= Specialty committees (Norway) =

The Specialty Committees of the Norwegian Medical Association are advisory committees on matters of specialist education and training as well as continuing medical education and professional development. They are appointed by the professional board of the Association and work closely with the different educational departments of the Association's administration and issue statements and recommendations through this administration. The Specialty Committees are regulated by the bylaws of the Norwegian Medical Association,
§ 3-10-1 Lover for Den norske legeforening (legeforeningen.no): within each of the approved medical specialties there shall be a Specialty Committee acting as an expert- and advisory body for the Association's professional board in matters concerning specialist education and training as well as continuing medical education and professional development.

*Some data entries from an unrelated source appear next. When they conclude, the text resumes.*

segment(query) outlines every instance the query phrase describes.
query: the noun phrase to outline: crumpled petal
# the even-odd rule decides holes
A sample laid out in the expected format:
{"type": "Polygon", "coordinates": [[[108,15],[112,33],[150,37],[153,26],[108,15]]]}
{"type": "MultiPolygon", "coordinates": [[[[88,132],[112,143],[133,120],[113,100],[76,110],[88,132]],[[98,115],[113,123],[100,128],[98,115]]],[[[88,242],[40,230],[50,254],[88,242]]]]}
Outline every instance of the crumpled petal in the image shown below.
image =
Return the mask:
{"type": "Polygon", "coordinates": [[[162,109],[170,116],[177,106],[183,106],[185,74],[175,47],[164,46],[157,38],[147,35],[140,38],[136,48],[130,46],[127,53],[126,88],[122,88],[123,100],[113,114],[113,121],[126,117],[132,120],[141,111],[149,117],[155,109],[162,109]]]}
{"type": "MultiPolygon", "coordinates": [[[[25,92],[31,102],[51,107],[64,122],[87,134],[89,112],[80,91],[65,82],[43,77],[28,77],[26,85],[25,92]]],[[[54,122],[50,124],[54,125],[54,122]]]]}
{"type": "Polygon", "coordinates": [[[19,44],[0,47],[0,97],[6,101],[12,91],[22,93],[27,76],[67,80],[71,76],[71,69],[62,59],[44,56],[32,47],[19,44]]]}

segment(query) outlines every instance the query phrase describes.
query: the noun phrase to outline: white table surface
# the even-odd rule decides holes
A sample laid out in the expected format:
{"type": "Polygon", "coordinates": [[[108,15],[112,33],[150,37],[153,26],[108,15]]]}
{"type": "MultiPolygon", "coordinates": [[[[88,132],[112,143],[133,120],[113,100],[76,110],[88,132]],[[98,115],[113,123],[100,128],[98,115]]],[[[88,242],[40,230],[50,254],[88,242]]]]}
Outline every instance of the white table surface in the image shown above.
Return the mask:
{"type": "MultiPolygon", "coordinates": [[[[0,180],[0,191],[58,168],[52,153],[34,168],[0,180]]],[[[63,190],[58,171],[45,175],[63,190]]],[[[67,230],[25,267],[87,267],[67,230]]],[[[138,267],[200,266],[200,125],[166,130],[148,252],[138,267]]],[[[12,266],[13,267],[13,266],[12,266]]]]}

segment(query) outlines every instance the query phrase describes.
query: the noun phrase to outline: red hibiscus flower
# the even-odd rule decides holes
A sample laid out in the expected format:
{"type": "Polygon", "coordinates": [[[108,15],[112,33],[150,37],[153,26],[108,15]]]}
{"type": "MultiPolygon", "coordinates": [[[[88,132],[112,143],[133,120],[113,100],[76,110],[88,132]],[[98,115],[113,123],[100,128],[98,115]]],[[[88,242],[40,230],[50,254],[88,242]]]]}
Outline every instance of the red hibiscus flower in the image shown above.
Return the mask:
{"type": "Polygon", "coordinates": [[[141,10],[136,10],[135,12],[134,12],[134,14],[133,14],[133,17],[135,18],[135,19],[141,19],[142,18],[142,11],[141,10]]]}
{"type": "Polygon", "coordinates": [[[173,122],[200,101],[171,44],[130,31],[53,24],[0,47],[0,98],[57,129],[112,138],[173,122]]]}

There are 46 Specialty Committees that each consists of five members and three alternate members. At least one member must be employed at a university-affiliated clinic, preferably in an academic position. One member and an alternate member must be a physician under training in the given specialty. All members must be active practitioners within their specialty. Each member is appointed for a period of 4 years.

The Norwegian Medical Association, through its Specialty Committees, have a statutory role as a professional advisor to the Directorate of Health on matters concerning specialist education and certification. Statements and recommendations given through this role will be in the public domain and are subject to the right of access in accordance with the Public Administration Act and the Public Access to Information Act.